Proper use for Bose PA
November 10, 2006 8:38 AM   Subscribe

I have a Bose L1/PS1 Personalized Amplification System. Does this take the place of all my other amps?

I have a Marshall amp that I normally use but I received the Bose L1/PS1 as a present. Does that take the place of the Marshall or do I run the Marshall through that? Can I plug my guitar into an effects pedal and then into the Bose like I normally would with an amp, or is that too much voltage for the Bose? I basically don't understand whether it takes the place of an amp, or if it is truly like a PA, where I would need to run the guitar through the amp first and then into the PA (Bose). If my question is confusingly worded, it's because I am confused. Thanks for any help anyone could provide!
posted by jitterbug perfume to Media & Arts (4 answers total)
It takes the place of your Marshall- or you can run them BOTH by splitting the signal.
It will accept the signal from a pedal without damage- that'll be fine. (And besides, if it didn't, how would you put any effects on the sound?)
posted by wzcx at 8:51 AM on November 10, 2006

I read the manual to find this out.
posted by wzcx at 8:52 AM on November 10, 2006

Best answer: You don't run the Marshall through it, unless you want to destroy it and sound awful.

If I remember correctly (and I'm quite sure I do) you can run your guitar through effects and then into the Bose system.

It's like a very unique PA. But you wouldn't run your guitar through an amp and then direct from the amp to the PA, either.

I've heard people play guitar through a PodXT Live and a Bose PAS, and it sounded pretty great. It won't sound like you're playing through a tube amp, but it will sound exactly like if you were playing through a tube amp that was then mic'ed up to an amazing PA (which is what you hope for in a live situation anyway).

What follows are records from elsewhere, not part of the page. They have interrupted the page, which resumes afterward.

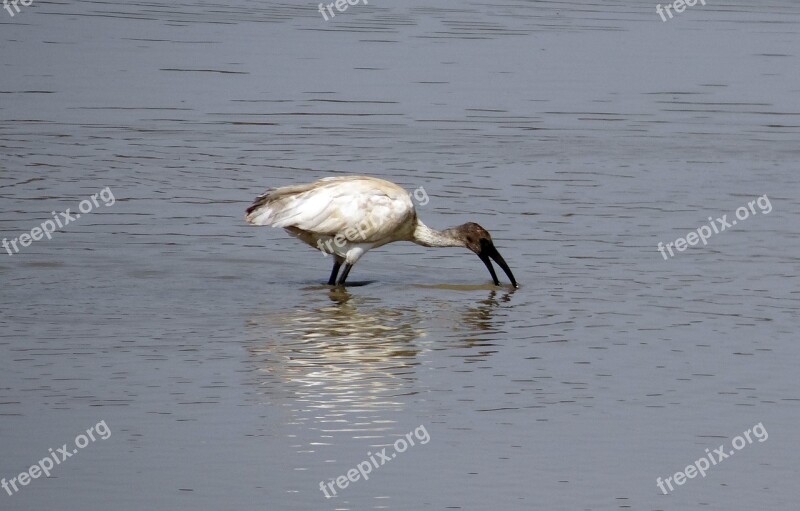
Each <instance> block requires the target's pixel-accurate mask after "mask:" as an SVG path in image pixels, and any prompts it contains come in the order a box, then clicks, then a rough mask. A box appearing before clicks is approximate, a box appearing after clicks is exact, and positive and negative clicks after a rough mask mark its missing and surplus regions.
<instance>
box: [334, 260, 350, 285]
mask: <svg viewBox="0 0 800 511" xmlns="http://www.w3.org/2000/svg"><path fill="white" fill-rule="evenodd" d="M352 267H353V265H352V264H350V263H345V265H344V271H343V272H342V276H341V277H339V282H338V284H337V285H338V286H343V285H344V281H345V280H347V274H348V273H350V268H352Z"/></svg>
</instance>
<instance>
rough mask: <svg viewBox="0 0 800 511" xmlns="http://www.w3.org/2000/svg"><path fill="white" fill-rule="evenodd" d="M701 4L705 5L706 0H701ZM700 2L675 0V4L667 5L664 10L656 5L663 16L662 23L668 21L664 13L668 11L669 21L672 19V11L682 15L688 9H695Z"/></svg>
mask: <svg viewBox="0 0 800 511" xmlns="http://www.w3.org/2000/svg"><path fill="white" fill-rule="evenodd" d="M699 1H700V3H701V4H703V5H705V4H706V0H699ZM697 2H698V0H675V2H673V3H671V4H667V5H665V6H664V7H663V8H662V7H661V4H658V5H656V12H657V13H658V15H659V16H661V21H667V17H666V16H664V11H665V10H666V11H667V14H668V15H669V19H672V9H675V12H677V13H679V14H680V13H682V12H683V11H685V10H686V7H687V6H688V7H694V6H695V5H697Z"/></svg>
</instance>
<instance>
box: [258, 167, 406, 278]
mask: <svg viewBox="0 0 800 511" xmlns="http://www.w3.org/2000/svg"><path fill="white" fill-rule="evenodd" d="M246 220H247V221H248V222H249V223H251V224H254V225H269V226H272V227H282V228H284V229H286V230H287V231H288V232H289V233H290V234H292V235H293V236H296V237H298V238H300V239H301V240H303V241H304V242H306V243H308V244H309V245H311V246H313V247H315V248H320V246H324V247H326V250H327V251H330V252H332V253H334V254H336V255H338V256H340V257H342V258H344V259H345V260H346V261H347V262H348V263H351V264H352V263H355V261H357V260H358V258H359V257H361V255H363V254H364V253H365V252H366V251H367V250H369V249H371V248H375V247H379V246H381V245H385V244H386V243H391V242H393V241H402V240H406V241H410V240H411V239H412V237H413V233H414V230H415V228H416V226H417V218H416V212H415V210H414V204H413V202H412V201H411V197H410V196H409V194H408V192H407V191H406V190H404V189H403V188H402V187H400V186H397V185H396V184H394V183H391V182H389V181H385V180H383V179H377V178H373V177H367V176H347V177H329V178H324V179H320V180H319V181H315V182H313V183H310V184H306V185H297V186H286V187H283V188H277V189H275V190H272V191H270V192H267V193H265V194H264V195H262V196H260V197H259V198H258V199H256V202H255V203H254V204H253V206H251V207H250V209H248V212H247V216H246ZM337 236H338V237H339V243H335V242H334V241H335V239H336V237H337ZM343 240H344V241H343ZM320 242H321V243H322V245H320ZM340 245H341V246H340Z"/></svg>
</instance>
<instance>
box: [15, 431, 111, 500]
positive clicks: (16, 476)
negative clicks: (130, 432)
mask: <svg viewBox="0 0 800 511" xmlns="http://www.w3.org/2000/svg"><path fill="white" fill-rule="evenodd" d="M95 433H97V435H98V437H95V436H94V434H95ZM110 436H111V430H110V429H109V428H108V425H107V424H106V421H104V420H102V421H100V422H98V423H97V424H95V425H94V426H92V427H91V428H89V429H87V430H86V434H85V435H84V434H83V433H81V434H79V435H78V436H76V437H75V448H74V449H72V450H70V449H69V447H67V444H64V445H62V446H61V447H59V448H58V449H56V450H55V452H54V451H53V448H52V447H51V448H50V455H49V456H46V457H44V458H42V459H40V460H39V462H38V463H37V464H36V465H31V467H30V468H29V469H28V470H26V471H25V472H21V473H20V474H19V475H17V476H14V477H12V478H11V479H9V480H8V481H6V478H5V477H4V478H2V479H0V486H2V487H3V489H4V490H5V491H6V492H7V493H8V494H9V495H14V493H16V492H18V491H19V490H20V486H28V485H29V484H30V483H31V481H32V480H34V479H38V478H39V477H41V476H42V474H44V476H45V477H50V471H51V470H53V468H54V467H55V466H56V465H60V464H61V463H63V462H65V461H67V458H71V457H72V456H74V455H75V454H78V449H83V448H84V447H86V446H87V445H89V442H90V440H91V441H92V442H94V441H96V440H97V439H98V438H99V439H100V440H106V439H107V438H109V437H110ZM17 483H19V484H20V486H17ZM12 489H13V492H12Z"/></svg>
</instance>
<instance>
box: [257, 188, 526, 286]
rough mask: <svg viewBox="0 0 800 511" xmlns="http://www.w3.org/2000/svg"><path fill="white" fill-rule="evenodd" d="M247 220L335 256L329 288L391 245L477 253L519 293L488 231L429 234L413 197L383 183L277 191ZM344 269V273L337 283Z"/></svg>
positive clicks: (456, 229)
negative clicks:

The Bose PAS is an incredible system. But, as you've noted, it's an adjustment to figure out how to use it in your rig. I suspect the user's manual has a ton to say about it. Once you get it dialed, it will be surreal. If your Marshall is solid state or hybrid, it's probably not worth keeping at this point. If, on the other hand, it's an all-tube Marshall, you should hold onto it -- using it in tandem with the Bose system would be very cool (not through the Bose, but in addition to it).

Hope that helps.
posted by JekPorkins at 8:55 AM on November 10, 2006

Best answer: Someone gave you one as a present? Aren't these things like $1700? Nice present!

The PA is basically an amplifier and speakers combined. It is expecting either mic-inputs (XLR) or line-level inputs (the output of a preamp). Plugging your guitar straight in, or through an effect pedal, will not hurt it but I don't think you'll get ideal sound. You probably want to go through a pre-amp that has line-level outputs. An active DI box might work OK.

If you use something that does amplifier and speaker modelling (like the POD) I think you'll be fine, provided you like the sound of a POD. Otherwise, I don't think you're going to get realistic electric guitar sounds - too much of good guitar sound is in the amp + cabinet (or simulations thereof). I've used a setup similar to this using a laptop and "Guitar Rig" which is sort of like a very configurable pod, in software form. I think Line 6 has something like this also (a piece of hardware that plugs into your computer, that you plug a guitar into, and software you run that does the effects, amp modelling, speaker modelling, etc).

If you have a marshall, like a nice tube head and a 4x12 or 2x12 or something, you might not consider this a real replacement for it. Depends on what you're after, I guess.